Jaap Arriens/NurPhoto via AP
Melting down a Gilded Age has never been easy. The great corporations of the first G.A.—rail, steel, oil—fiercely resisted those who sought to spread power and wealth to actual people during the Progressive Era, as their successors did with the coming of the New Deal. Today, our corporate overlords are at it again, with Amazon, SpaceX, and Trader Joe’s all responding to the prospect that their workers might opt to go union by challenging the constitutionality of the National Labor Relations Act, which gave workers the right to bargain collectively. The NLRA has been on the books for 89 years, and was upheld by the Supreme Court 87 years ago.
No less extreme is the response of the pharmaceutical industry to the provisions of the Inflation Reduction Act that have enabled the Biden administration to negotiate with drug companies over the price Medicare pays for ten widely used prescription drugs—drugs that cost less virtually everywhere else on the planet save in these United States.
According to an article in today’s Washington Post, Bristol Myers Squibb, Janssen, Novartis, and Novo Nordisk have all gone to court to keep the administration from bringing down drug prices so that they’re closer to the level they’re at in Europe, Asia, Latin America, and Canada. The article notes that the companies’ lawyers have argued that such action is unconstitutional “because it would force them to acknowledge in public that a lower price is a fairer one.”
A tear wells in the eye.
The druggies’ attorneys are almost certainly court-shopping—looking for a Republican judge who will stay the horror of more affordable medications. Partisan judgment is crucial here, as the Inflation Reduction Act got through Congress without a single Republican vote. By the same token, reducing these prices is an initiative that already is playing a major role in Joe Biden’s re-election campaign and in campaigns for Democratic House and Senate members. The more that the public understands the difference between D’s and R’s on this issue—and between Biden (who pledged last week to make 500, not just ten, drugs subject to such negotiations if re-elected) and Trump—the better the chances that Biden and the Dems will have a good Election Day come November.

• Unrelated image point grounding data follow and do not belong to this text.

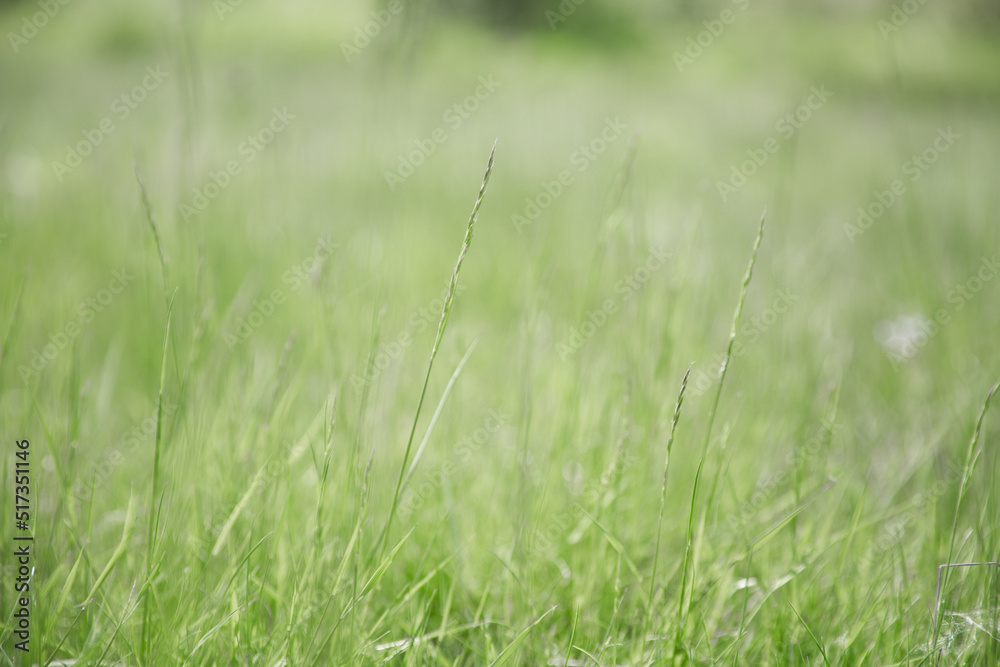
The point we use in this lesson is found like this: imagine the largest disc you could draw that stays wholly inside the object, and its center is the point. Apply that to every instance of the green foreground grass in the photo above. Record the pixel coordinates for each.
(228, 422)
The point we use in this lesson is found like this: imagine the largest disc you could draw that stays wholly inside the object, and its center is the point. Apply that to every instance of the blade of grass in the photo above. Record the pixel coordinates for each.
(445, 314)
(437, 412)
(663, 501)
(118, 552)
(971, 459)
(685, 564)
(811, 634)
(508, 652)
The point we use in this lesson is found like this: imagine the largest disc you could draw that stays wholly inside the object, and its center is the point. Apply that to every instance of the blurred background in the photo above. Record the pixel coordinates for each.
(309, 168)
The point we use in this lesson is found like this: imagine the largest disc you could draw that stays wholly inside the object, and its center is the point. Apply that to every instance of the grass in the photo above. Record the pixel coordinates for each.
(231, 457)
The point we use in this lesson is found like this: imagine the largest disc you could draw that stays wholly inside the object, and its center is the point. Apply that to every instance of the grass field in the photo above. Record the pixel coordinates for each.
(239, 453)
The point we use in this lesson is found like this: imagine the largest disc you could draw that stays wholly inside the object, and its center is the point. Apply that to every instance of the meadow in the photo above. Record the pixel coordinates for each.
(337, 337)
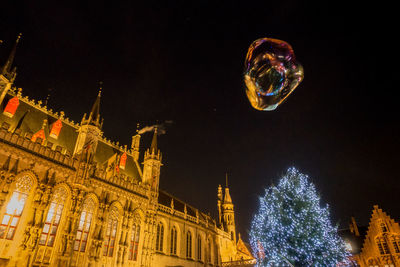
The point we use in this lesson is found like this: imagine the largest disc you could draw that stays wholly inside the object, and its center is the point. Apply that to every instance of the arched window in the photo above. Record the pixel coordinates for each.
(216, 255)
(85, 221)
(199, 247)
(160, 237)
(396, 243)
(173, 240)
(135, 235)
(189, 245)
(55, 129)
(14, 208)
(209, 250)
(111, 232)
(53, 218)
(382, 245)
(383, 227)
(49, 231)
(11, 107)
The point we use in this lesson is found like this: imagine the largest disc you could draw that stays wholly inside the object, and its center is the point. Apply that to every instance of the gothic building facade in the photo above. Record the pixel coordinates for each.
(71, 197)
(377, 245)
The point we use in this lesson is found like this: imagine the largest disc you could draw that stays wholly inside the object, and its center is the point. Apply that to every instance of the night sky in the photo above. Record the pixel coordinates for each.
(183, 61)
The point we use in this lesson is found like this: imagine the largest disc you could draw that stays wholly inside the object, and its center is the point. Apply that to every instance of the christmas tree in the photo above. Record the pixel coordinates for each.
(291, 227)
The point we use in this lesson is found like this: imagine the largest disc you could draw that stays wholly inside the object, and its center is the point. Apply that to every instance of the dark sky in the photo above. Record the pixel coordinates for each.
(183, 61)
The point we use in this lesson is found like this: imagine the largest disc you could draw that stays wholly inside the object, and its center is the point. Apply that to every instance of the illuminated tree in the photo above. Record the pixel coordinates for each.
(291, 228)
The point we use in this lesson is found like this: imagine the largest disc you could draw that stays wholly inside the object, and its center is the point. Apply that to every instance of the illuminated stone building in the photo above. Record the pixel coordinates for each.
(375, 246)
(71, 197)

Still, they and we (the current and future medication-takers of America) need to do more to get this contrast before a substantially news-impervious public. How about public demonstrations outside every courtroom where the drug companies are trying out their arguments? Or outside the drug companies’ corporate headquarters, or just plain hospitals, or parks? I can think of a large number of groups, starting with but going well beyond the AARP, that could be doing this, and state and local Democratic Parties should be out there, too. I don’t doubt that the airwaves (or whatever the social media equivalent of an airwave is) will be filled with Democratic commercials highlighting this issue in the fall, but right now, our side is coming up short on popular mobilizations that turn out and speak both to base and swing voters, to lefties and moderates alike. To paraphrase Hillel, if not this, what? And if not now, when?